Для героев всех времен и всех народов эта книга была бы, наверное, настольной. Ее наверняка зачитали бы до дыр. У нас она, увы, даже не захотела раскрыться. Листы в ней оказались еще не разрезанными.
Юрий Цезаревич взял разделочный нож, примерился к книге, как если бы хотел делить торт. Потом — как если бы пилить общепитовский бифштекс. Потом, видимо, вспомнил, что он сто лет не открывал никакую книгу, даже книгу жалоб, и протянул — от греха подальше — загадочный фолиант Ухажерову:
— Вы же у нас студент. Вам и карты в руки.
— В карты я никогда не играл, — возразил Ухажеров. — Зато был отличником с первого класса и романтиком с рождения. Поэтому античность с ее высоким романтическим духом отскакивает у меня от зубов. На глазах моей восхищенной одноклассницы, а впоследствии — желанной невесты Рогнеды Цырюльниковой я получил пять с плюсом за первый подвиг Геракла. Я рассказал о нем слово в слово, запятая в запятую и даже запинался в тех местах, что и наш учитель истории. Как сейчас помню, я стоял у доски и неотрывно смотрел на Рогнеду. Ей так к лицу были белый школьный фартук и голубой бант в волосах!
Романтик от рождения еще долго воспевал красоту своей девы, но потом, наконец, спохватился, и мы все-таки услышали о первом героическом деянии Геракла.
Этот подвиг великий эллин совершил, когда был еще грудным младенцем.
Богиня Гера невзлюбила побочного сына своего законного супруга Зевса и задумала погубить мальчонку в колыбели. И вот ведь мачехин характер! Решила погубить — ну ладно, будь по-твоему. Но сделай это в духе лучших традиций. Придуши младенца подушкой. Разумеется, из китайского шелка или итальянского бархата. Чтобы никаких замечаний по эстетике мероприятия не возникало. Или же выплесни ребенка из ванны вместе с водой. Чтобы культурно, чин чином, по-божески, как у людей.
Так нет же: напустила на сосунка… змей. Самых ядовитых и злых ползучих гадин. И если бы еще в тот момент, когда сосунок орал на всю Элладу и нервы древним грекам мотал. То есть за дело. Так нет. Акция по удушению младенца развернулась именно тогда, когда чадо тихо-смирно спало. Причем лицом к стенке.

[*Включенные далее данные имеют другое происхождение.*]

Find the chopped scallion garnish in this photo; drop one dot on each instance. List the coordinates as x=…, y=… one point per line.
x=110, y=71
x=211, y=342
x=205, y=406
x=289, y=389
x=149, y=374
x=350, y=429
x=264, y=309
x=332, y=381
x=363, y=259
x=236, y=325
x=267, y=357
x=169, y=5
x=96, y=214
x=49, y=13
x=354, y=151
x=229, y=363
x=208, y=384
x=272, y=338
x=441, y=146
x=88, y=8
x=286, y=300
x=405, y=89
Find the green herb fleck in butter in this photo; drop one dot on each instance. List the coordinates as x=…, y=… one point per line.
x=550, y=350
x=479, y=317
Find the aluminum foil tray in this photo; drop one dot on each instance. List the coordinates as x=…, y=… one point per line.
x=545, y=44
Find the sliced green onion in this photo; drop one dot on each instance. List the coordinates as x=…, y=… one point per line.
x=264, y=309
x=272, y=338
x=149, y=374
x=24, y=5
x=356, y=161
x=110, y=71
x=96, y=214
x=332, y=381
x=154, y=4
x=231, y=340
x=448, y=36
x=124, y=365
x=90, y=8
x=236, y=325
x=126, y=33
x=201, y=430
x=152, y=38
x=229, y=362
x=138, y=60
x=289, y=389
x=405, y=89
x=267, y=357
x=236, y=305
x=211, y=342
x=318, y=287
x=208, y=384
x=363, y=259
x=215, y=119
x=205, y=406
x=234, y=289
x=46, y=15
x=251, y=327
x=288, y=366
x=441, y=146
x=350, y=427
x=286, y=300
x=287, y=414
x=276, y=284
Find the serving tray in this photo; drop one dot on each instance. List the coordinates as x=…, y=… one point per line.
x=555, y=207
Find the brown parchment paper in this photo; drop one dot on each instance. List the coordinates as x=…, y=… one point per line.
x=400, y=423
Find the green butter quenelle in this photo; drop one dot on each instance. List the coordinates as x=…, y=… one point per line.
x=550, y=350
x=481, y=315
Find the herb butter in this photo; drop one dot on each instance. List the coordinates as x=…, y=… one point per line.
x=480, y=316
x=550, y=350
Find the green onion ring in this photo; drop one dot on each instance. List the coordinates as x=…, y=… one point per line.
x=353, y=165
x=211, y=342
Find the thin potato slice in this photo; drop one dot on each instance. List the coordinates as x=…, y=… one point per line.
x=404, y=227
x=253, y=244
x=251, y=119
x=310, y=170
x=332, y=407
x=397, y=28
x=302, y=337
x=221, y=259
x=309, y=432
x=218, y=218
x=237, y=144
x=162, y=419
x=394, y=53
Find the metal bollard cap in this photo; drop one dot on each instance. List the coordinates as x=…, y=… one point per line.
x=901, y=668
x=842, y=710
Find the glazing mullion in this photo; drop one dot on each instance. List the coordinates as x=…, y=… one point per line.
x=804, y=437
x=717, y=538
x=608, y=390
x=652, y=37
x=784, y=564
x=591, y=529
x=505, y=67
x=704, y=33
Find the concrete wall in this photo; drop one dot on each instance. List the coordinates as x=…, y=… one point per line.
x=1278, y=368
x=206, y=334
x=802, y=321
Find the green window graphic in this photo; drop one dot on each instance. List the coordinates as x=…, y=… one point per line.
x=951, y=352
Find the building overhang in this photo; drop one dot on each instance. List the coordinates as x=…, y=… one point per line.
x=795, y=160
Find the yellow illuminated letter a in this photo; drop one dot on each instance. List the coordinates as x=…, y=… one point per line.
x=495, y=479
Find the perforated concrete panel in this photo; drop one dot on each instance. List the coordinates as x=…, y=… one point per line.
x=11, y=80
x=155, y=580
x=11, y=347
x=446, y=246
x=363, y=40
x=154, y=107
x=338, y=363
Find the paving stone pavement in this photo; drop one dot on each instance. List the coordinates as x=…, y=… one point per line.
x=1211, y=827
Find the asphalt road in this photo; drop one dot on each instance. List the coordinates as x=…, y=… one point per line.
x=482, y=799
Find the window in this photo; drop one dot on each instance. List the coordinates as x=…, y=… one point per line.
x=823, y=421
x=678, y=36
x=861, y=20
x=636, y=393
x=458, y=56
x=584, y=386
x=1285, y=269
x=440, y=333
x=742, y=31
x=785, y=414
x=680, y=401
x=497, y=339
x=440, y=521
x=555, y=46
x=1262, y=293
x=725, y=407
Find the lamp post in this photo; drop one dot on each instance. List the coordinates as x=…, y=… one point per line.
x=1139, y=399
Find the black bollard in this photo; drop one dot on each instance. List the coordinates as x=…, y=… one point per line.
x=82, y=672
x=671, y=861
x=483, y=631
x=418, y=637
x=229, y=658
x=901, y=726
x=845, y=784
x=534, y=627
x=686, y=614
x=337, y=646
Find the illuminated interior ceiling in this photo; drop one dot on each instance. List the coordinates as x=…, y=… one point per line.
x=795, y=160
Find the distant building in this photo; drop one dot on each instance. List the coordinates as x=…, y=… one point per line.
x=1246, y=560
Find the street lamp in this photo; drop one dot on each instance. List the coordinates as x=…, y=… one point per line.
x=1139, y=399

То есть не вызывало никаких отрицательных эмоций…
Словом, нехорошо богиня Гера поступила. Сразу видно: жена большого начальника. Но маленький Геракл не сплоховал. Когда змеи уже раскрыли пасти, его словно в бок кольнуло. Он проснулся, перевернулся и — хвать ручонками коварных пресмыкающихся. Прямо за шкирку…
Когда в детскую с громкими воплями влетели любящий отчим с мечом в руках и вся домашняя челядь, им ничего не оставалось, как устроить своему беби бурную овацию. Змеи уже испустили дух, а маленький Геракл как ни в чем не бывало весело смеялся…
Ничего не скажешь: эффектное зрелище. Весь дом вопит от ужаса, а сосунок беззаботно гукает и мотает себе на шею кобру или удава. Вместо галстука.
Конечно, небезынтересно бы выяснить, что здесь вымысел, а что — факт. Но колдыбанцы — не какие-то горе-аналитики или скептики. И уж тем более не циники, чтобы хороших рассказчиков тыкать носом в их собственные враки…
— О великий Геракл! Не зря его называют неповторимым! — восхищено комментировал наш воевода. — И вот какая глубокая мысль приходит мне в голову. Чтобы у потомков не возникало споров и сомнений на предмет превосходства Луки Самарыча, давайте этот подвиг Геракла именно повторим. Один в один. Точь-в-точь. Но… по-колдыбански. Это автоматически означает: лучше, хлеще, удивительнее. Согласны? Тогда за дело, мои удалые и лихие соратники!